Ever heard the expression ‘cool as a cucumber' – well that's us. And this is the coolest site on the web and don't let any other vegetable tell you differently. The only place to hang out.
While you're here, I'll tell our story.
We're related to the melons, pumpkins and squash but we have our style. We're not round like they are – we're usually torpedo-shaped with green to dark green or white skin surrounding a crisp white edible flesh containing seeds. Some of us have small rounded ridges; some have smooth skin with scattered small bumps; some of us are very prickly indeed! The older we get the more bitter our seeds become so go for varieties such as Lebanese and telegraph cucumbers which have smaller sweeter seeds. Or baby cucumbers that are great for snacking.

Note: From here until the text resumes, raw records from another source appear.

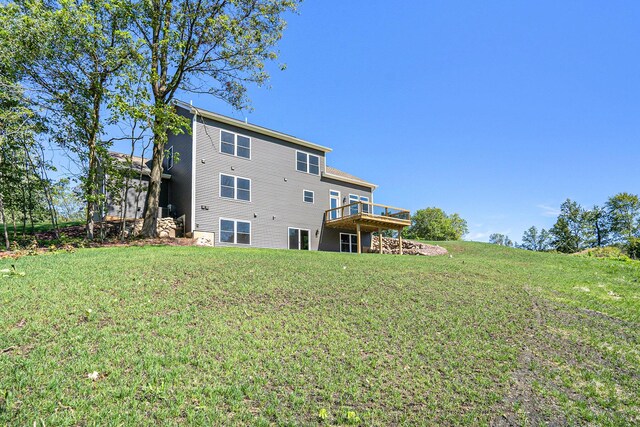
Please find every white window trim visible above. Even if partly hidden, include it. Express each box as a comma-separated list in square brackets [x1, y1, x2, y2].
[166, 146, 174, 170]
[219, 129, 251, 160]
[360, 195, 370, 213]
[219, 217, 252, 245]
[288, 227, 311, 250]
[295, 150, 320, 175]
[219, 173, 252, 202]
[340, 233, 358, 253]
[348, 194, 370, 213]
[349, 194, 359, 215]
[329, 189, 341, 219]
[303, 189, 314, 204]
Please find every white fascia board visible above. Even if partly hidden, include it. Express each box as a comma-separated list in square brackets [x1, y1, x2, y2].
[173, 100, 332, 154]
[321, 171, 378, 190]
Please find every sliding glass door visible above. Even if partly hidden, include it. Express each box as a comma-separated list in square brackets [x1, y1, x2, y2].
[288, 228, 310, 250]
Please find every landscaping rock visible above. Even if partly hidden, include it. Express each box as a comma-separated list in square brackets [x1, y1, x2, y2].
[368, 236, 448, 256]
[124, 217, 182, 238]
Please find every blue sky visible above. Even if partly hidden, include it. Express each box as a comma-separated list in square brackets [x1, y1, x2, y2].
[113, 1, 640, 242]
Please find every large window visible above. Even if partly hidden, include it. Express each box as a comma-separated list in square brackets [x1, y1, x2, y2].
[288, 228, 310, 250]
[220, 218, 251, 245]
[220, 174, 251, 201]
[349, 194, 359, 215]
[349, 194, 370, 215]
[296, 151, 320, 175]
[220, 130, 251, 159]
[303, 190, 314, 204]
[360, 196, 370, 213]
[340, 233, 358, 253]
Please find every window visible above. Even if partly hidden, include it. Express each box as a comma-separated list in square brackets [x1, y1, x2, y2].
[349, 194, 370, 215]
[340, 233, 358, 253]
[361, 196, 370, 214]
[296, 151, 320, 175]
[220, 174, 251, 201]
[220, 130, 251, 159]
[303, 190, 314, 204]
[166, 146, 174, 170]
[220, 218, 251, 245]
[288, 228, 310, 250]
[349, 194, 359, 215]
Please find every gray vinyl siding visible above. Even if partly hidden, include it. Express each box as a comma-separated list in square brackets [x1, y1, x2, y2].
[104, 175, 148, 220]
[191, 115, 373, 251]
[105, 175, 169, 220]
[165, 109, 194, 231]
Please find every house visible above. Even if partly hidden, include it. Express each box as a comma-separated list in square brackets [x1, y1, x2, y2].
[106, 100, 411, 253]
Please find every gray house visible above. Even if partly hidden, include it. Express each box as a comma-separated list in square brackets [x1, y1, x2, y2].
[107, 100, 410, 253]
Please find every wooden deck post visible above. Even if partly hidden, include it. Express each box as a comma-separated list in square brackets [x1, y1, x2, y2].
[398, 229, 403, 255]
[378, 228, 383, 254]
[356, 223, 361, 254]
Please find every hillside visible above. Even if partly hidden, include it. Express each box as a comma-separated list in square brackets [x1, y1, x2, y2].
[1, 243, 638, 425]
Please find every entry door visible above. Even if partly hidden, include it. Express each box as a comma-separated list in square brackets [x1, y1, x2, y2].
[329, 190, 341, 219]
[288, 228, 310, 250]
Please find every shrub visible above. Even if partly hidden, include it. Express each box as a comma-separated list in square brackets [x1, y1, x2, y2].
[627, 238, 640, 260]
[578, 246, 629, 261]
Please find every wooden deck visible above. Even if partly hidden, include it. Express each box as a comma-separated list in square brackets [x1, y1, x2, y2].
[324, 202, 411, 254]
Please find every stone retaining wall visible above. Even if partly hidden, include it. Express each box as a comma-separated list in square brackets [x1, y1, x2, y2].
[125, 217, 183, 238]
[368, 236, 448, 256]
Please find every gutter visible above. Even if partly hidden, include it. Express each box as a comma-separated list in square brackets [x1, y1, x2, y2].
[173, 99, 332, 154]
[321, 171, 378, 190]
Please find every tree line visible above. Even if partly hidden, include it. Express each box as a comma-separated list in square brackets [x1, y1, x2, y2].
[401, 207, 468, 241]
[0, 0, 299, 248]
[490, 192, 640, 258]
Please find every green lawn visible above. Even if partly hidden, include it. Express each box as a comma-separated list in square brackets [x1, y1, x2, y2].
[1, 243, 638, 425]
[1, 220, 84, 236]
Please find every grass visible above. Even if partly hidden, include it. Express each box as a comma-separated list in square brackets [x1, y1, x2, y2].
[0, 242, 638, 425]
[1, 221, 84, 236]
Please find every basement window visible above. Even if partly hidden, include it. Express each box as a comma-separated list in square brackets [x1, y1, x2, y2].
[220, 218, 251, 245]
[340, 233, 358, 253]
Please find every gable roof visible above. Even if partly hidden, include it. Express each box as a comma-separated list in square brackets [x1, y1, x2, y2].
[323, 166, 377, 189]
[173, 100, 332, 154]
[107, 151, 171, 179]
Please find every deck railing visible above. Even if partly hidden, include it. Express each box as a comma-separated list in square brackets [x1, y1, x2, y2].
[325, 201, 411, 223]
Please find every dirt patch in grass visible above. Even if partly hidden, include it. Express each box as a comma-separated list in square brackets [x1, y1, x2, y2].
[493, 282, 640, 426]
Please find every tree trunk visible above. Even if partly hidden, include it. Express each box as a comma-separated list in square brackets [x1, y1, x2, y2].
[85, 77, 106, 240]
[0, 154, 10, 250]
[39, 164, 59, 238]
[28, 142, 59, 238]
[0, 192, 9, 251]
[11, 209, 16, 239]
[27, 181, 35, 234]
[20, 164, 27, 236]
[141, 138, 164, 237]
[85, 140, 98, 240]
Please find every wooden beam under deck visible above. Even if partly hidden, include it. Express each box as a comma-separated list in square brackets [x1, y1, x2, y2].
[324, 213, 410, 233]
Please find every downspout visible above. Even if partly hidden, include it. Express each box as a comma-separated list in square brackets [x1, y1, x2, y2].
[191, 109, 197, 234]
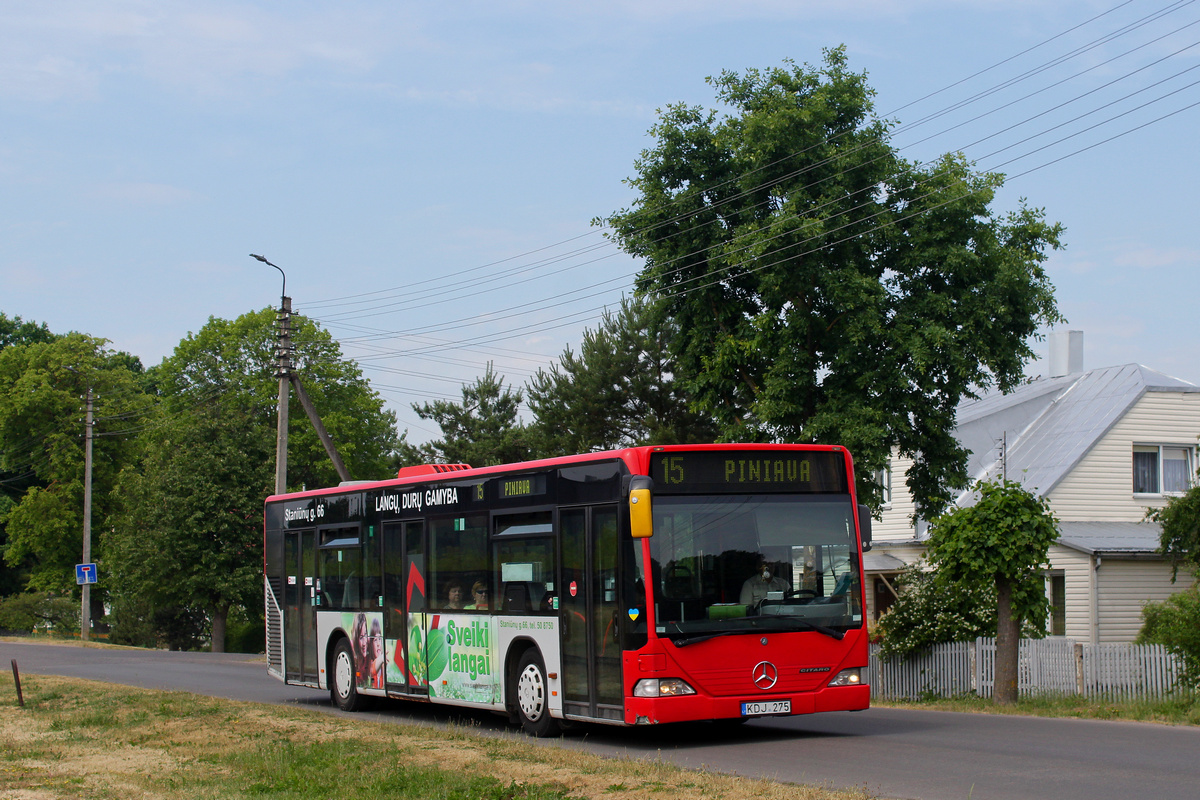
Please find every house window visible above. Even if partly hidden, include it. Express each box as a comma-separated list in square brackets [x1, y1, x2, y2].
[874, 463, 892, 507]
[1047, 573, 1066, 636]
[1133, 445, 1194, 494]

In Australia we're available all year round but we are at best supply in warmer months of October to February.
In Australia we're sold by type, not variety. Here are the main cucumber varieties;
We’ve become very popular over the past few years. We’re a small cucumber (about 15cm long) and have dark green thin skin. Our mild-flavoured flesh is crisp and juicy and contains tiny soft edible seeds. You’ll often see a small stem still attached to us. Lebanese cucumbers account for 31% of fresh production.
We're a smaller round to oval in shape and are about the size of a cricket ball. We are crisp like an apple and have a mild flavour. Our seeds and tender and bright. We are not as popular as we use to be and not many of us are grown.
Sometimes called Continental cucumbers, we're the longest and thinnest cucumbers (about 30-35cm long by 5cm wide). Our skin is dark green and has shallow grooves running lengthways from top to bottom. We're usually sold enclosed in a plastic wrap. Telegraph cucumbers are very popular and make up 57% all cucumber production.
These tiny cucumbers (about 8-10cm long) are rather new to the market. They are a great no waste, grab-and-go snack. Extra crunchy and juicy they are also great sliced in salads. They’re sold in punnets or containers. This type including the trademark Qukes® accounts for 11% of fresh product.
We are stubby in shape (about 20-25cm long and 5-6 wide) and have firm dark green skin covered in small white bumps.
Gherkins or Pickling cucumber
We're very small, prickly, dark green cucumbers used to make pickles.
We grow on trailing vines which can produce 25 to 125 cucumbers. Our parent plant has large leaves to protect us from the sun. We grow best in a sub-tropical (hot and dry) climate with well-drained sandy to light loam soil. Many of us are grown inside a vegetable glasshouse, where the temperature and environment are carefully controlled to create the perfect conditions for plants to grow.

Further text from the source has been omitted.